The Super Bowl was played, watched, and is now past us. Along with the football game, many people got to enjoy watching the entertaining yet pricey commercials. With a $4.5 million price tag for a thirty second run time, it isn’t just anyone who can afford advertising during the big game. So with big budget gaming companies making tons of cash, it would make sense to see more commercials for video games during these big time slots.

Not to disappoint, video games were advertised during the Super Bowl, but probably not as expected. The only three games to have commercials air nationally were free to play mobile games. Most people would only expect the newest AAA game to have that level of exposure. Those games have huge budgets so it would make sense that they would have enough cash to throw down for an event like this.

What we are seeing, however, is that mobile gaming and its business model is succeeding in a big way.
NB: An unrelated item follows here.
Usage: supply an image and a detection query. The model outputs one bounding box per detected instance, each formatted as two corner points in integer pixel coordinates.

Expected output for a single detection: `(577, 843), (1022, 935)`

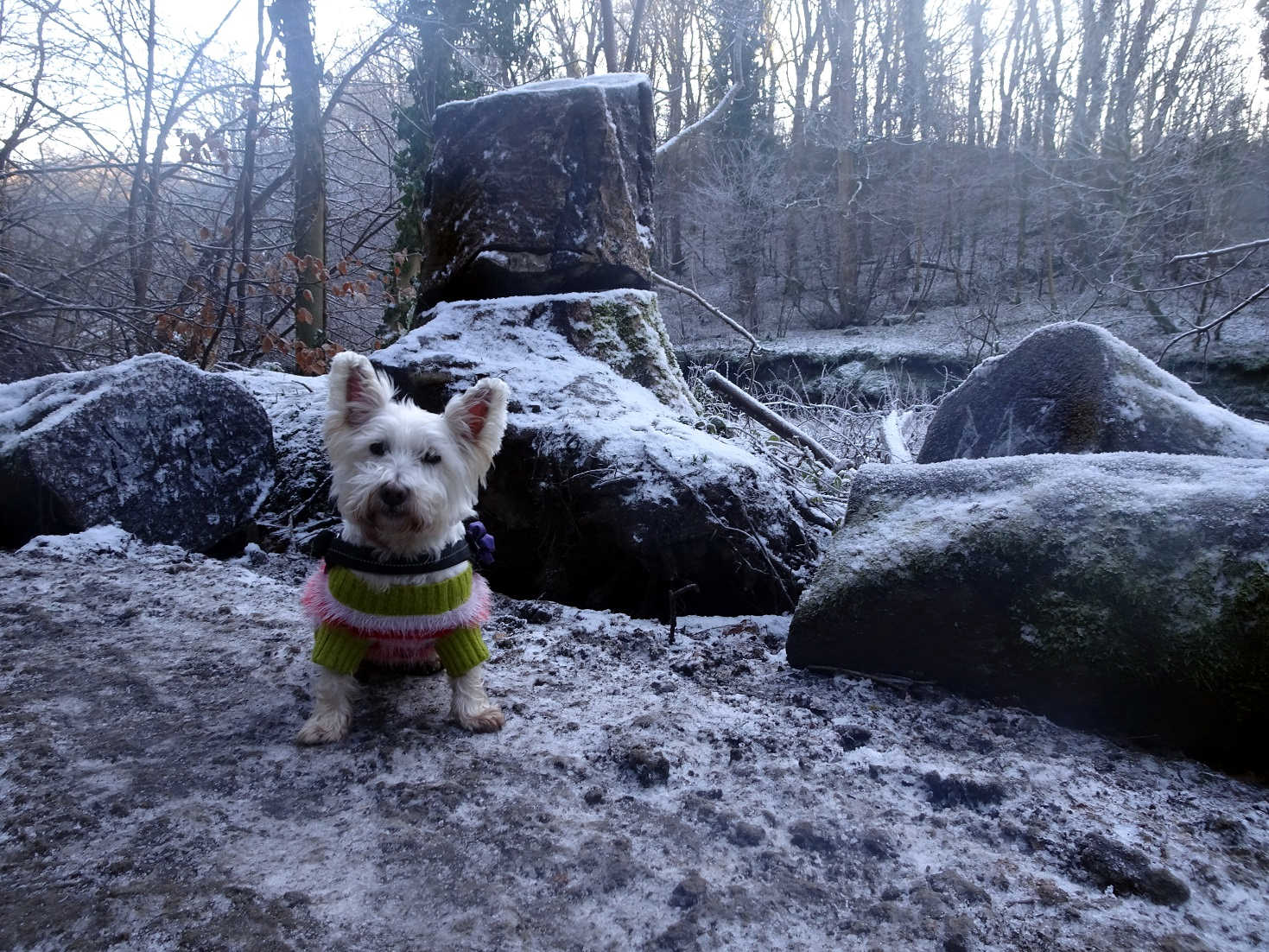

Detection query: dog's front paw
(454, 704), (506, 733)
(295, 711), (352, 744)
Most free to play mobile games, including the ones that aired in the Super Bowl, have pretty basic gameplay mechanics. They do not involve a ton of programming and are relatively simple to design. So with such low production costs, how do they make so much money?

There are different tactics used to inflate profits. The first being that acquiring the game is free. Obviously, giving the game away for free may not seem to make sense on a fiscal stand point for creating profits directly. The genius behind it is that it increases the amount of people that will actually play the game tremendously.

People are hesitant with their money, but everyone loves free. Giving low level entertainment for free is still free entertainment. Once the game hits a certain level of popularity and there are enough copies downloaded, the money advertisers pay the creators more than makes up for what they lose in game sales.

There are also crafty incentives to spend more money. Often these games will employ some type of real life money reward system. Sure the game is free, but if you want to level up your character really fast you need a bunch of gems or rubies or coins or whatever. This is common in gaming, but the difference is that in traditional gaming, those rewards were given to the player by playing the game and accomplishing missions. In mobile gaming, these rewards are bought with real cold hard currency.

As I said before, the gameplay is also relatively simple and for a large market, that is also a money maker. Many “gamers” of the current century really aren’t looking for any type of challenge. Before, all games were based around some sort of puzzle or obstacle that needed to be solved or conquered.

These games do not value challenging obstacles and lean more towards volume of gameplay. They can give you 600 levels and when you get to one that’s too hard, you can just buy a power up and blow everything up on the screen. No big deal. Tired of waiting for your castle to be built in the game? Ok, just buy this sack of magic pebbles and it’ll be done faster. There are fistfuls of people that prefer this style of gaming opposed to games that challenge your wit or skill.

So these games tend to just soak up money without trying because people are apparently willing to spend their time and money on them. Whether this is due to some sort of addiction that people have to complete what they started or they just have money falling out of their pockets, the formula is working. So does this mean these games are making more money and are more successful than big budget platform games? The answer is a very disappointing, we’ll see.

The Super Bowl is a somewhat unfair battleground because the market for mobile games and platform games are different. Most big budget games have thrown a lot of money to advertising before the holiday season. A lot of big launch titles come out around then and more people are inclined to make bigger purchases around the holidays. A lot of money is also saved for E3 which is at the start of the summer.

These mobile games are smart to capitalize in a slot like the Super Bowl because over 110 million people are watching. Almost every single one of those people has a phone and the games are free. It just takes that 30 second commercial, a couple clicks here and there, and the profit for these games soar ever higher and higher.

Mobile games are interesting, but it is not time to start screaming industry apocalypse. The market for these games is very compelling, but there is still a large market for the competitive, attentive gamer. Mobile games are nice as time wasters here and there, but there is still credit given to games that are larger, immersive, environment building, and mentally testing.